I didn't forget, I just regarded it as a subset of the DSP feature. Of course the DAC was a separate component, but it was the DSP that gave it the capability to do multichannel audio playback at CD quality.
Not sure it was that easy to fix, it can't have been a decision their hardware designers were thrilled about releasing it in that configuration in the first place.
By the same token, the shortcomings of the A1200 were easily remedied by 3rd party expansions. It's all a question of how much you're prepared to pay for it. I'd but an 060+PCI (RTG, soundcard) A1200 up against an equivalently clocked 060 Falcon with it's out-of-the-box hardware any day.
And you would be in the minority and C= would still be going bankrupt in 1994. Point is such an A1200 would have cost more than a faster PC, which would have had a decent web browser and TCP/IP stack via Windows too and 24bit colour, lightning fast (for 3D games) Pentium and 16bit stereo sound. People never get their money back on add-ons...not alloy wheels for cars or accelerator cards for Amiga. Bad bad business plan, I actually refused to buy a PPC card for my A4000 for this reason in the end. If Commodore wouldn't build a PPC Amiga to hold its value I wasn't going to tank my last grant check on a 604 PPC card to try and match a Pentium system costing less than the PPC card.

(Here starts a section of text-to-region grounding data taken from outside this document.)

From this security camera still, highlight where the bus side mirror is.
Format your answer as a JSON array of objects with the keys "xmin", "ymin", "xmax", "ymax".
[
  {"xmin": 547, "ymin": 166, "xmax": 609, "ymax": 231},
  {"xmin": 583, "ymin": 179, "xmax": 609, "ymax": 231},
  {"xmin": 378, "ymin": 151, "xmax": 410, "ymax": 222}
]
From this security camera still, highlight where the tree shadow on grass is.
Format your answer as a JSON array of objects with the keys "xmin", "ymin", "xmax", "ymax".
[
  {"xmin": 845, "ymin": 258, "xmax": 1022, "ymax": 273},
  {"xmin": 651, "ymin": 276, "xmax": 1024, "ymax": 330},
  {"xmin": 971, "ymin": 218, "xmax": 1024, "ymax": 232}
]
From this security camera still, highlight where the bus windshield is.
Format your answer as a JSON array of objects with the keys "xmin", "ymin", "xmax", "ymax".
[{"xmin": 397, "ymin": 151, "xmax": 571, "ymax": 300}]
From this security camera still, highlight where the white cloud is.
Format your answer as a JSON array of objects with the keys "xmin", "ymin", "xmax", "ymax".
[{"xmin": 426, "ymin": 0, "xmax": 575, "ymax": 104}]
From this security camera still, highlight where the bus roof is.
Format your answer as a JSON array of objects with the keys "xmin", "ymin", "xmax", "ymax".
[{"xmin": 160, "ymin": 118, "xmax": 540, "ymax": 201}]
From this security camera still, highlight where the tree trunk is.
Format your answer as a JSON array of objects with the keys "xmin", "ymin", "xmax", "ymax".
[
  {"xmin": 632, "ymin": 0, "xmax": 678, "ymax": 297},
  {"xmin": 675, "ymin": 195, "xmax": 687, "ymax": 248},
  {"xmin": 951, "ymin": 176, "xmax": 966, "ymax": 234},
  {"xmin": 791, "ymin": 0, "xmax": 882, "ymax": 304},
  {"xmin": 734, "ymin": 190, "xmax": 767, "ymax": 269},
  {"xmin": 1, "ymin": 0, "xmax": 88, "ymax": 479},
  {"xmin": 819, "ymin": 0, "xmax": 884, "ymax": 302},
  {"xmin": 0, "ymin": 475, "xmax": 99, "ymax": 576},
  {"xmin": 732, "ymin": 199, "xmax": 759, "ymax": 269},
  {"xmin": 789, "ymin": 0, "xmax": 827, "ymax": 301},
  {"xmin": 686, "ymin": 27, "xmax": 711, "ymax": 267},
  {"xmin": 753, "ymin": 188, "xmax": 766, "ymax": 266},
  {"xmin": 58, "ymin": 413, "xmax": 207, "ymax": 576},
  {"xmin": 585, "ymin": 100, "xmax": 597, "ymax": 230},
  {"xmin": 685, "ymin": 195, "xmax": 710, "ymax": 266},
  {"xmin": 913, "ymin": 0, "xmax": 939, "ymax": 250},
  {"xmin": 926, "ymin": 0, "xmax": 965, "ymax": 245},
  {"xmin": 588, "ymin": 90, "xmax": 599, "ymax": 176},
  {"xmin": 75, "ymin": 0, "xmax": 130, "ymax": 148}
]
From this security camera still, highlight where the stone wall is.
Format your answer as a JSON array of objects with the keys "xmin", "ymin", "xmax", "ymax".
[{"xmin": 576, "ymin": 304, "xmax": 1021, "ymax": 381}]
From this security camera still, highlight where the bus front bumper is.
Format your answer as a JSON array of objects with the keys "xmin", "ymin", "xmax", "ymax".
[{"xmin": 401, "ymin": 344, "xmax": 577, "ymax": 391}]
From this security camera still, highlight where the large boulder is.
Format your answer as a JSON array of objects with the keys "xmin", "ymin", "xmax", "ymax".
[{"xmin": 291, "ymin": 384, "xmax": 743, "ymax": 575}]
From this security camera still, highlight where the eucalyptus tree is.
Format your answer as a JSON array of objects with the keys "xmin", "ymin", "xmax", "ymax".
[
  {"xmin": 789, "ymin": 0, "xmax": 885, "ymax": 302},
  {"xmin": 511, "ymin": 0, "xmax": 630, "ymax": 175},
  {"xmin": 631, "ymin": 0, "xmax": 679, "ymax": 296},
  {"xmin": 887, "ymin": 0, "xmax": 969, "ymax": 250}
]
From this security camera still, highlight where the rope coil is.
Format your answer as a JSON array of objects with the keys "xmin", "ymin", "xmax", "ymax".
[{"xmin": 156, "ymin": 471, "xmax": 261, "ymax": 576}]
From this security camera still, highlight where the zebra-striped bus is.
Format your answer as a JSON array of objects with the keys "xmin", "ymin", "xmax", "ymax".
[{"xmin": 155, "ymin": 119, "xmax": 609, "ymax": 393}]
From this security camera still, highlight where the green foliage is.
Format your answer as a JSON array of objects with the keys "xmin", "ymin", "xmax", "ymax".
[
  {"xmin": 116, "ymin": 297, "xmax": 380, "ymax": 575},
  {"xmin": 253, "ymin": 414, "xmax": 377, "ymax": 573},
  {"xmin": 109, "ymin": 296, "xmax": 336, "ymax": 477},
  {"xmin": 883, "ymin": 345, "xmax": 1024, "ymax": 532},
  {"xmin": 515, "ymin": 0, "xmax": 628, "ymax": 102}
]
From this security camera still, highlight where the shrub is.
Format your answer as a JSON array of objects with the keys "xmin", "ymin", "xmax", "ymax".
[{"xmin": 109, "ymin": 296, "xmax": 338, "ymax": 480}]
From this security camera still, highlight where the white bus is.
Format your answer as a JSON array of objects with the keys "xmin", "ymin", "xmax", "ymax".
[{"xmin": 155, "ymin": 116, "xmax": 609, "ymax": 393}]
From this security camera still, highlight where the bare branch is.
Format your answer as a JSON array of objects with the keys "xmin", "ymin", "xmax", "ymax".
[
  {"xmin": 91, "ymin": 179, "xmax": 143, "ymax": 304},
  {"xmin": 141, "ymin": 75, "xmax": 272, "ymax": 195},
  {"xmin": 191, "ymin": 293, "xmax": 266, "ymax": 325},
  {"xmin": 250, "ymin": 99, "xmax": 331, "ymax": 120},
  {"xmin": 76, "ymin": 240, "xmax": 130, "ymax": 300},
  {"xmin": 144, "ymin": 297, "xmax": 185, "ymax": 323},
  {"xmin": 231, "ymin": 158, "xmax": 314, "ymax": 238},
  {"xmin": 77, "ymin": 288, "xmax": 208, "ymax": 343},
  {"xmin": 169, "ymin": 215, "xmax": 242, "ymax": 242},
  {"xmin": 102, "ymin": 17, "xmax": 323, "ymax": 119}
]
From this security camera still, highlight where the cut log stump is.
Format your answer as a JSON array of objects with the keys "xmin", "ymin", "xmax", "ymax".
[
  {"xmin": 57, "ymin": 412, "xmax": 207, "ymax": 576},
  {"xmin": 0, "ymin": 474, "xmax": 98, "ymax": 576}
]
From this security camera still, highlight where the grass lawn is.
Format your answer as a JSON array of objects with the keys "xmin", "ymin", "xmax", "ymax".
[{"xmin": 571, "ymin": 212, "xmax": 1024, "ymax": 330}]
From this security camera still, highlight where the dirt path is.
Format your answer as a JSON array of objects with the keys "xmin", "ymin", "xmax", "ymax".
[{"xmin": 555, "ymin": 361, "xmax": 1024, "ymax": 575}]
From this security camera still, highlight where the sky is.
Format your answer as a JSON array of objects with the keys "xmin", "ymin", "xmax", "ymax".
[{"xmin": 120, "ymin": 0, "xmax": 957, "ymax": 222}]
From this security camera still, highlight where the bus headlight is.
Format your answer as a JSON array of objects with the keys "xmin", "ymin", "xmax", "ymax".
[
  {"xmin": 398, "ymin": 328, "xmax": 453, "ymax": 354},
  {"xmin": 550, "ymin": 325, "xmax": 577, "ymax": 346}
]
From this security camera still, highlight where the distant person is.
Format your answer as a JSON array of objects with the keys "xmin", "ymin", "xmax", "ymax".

Commodore should have designed the 4000/1200 to outperform the low end and high end PC on every level and still be cheaper. ie do what the A1000 did all over again, but this time actually try selling it to people rather than leaving it to rot while the pathetic and technically identical A/V chipset of A500/A2000 was brought to market 12 months late

By early 90s Commodore's competition was no longer Atari/Apple it was PCs, they didn't realise it and so went under (and so did Atari, Apple surviving because it was the only alternative left and sold despite ridiculous prices).
You know what the sad thing is? The A1400 or A1800 whatever it was called was a completed prototype being tested at Commodore. It had AGA, 2mb Chip+ 2mb Fast ram, 28mhz 020, AKIKO, CD-ROM, classy 3 box design not all in one like A1200 and priced between OTT 4000/030 and A1200 base model. No money to put it into production. If they hadn't pissed it all away on the F&%£$^ING CD32 delusional battle plan against N/SEGA that is. The only machine that could have saved Commodore had they built that instead of CD32 not hoped to release it Xmas 1994
Speaking of CD-ROM they also launched the A570 just as they were replacing the A500 with A600 which couldn't even use the A570! I'm surprised it wasn't before 1994 C= went under really.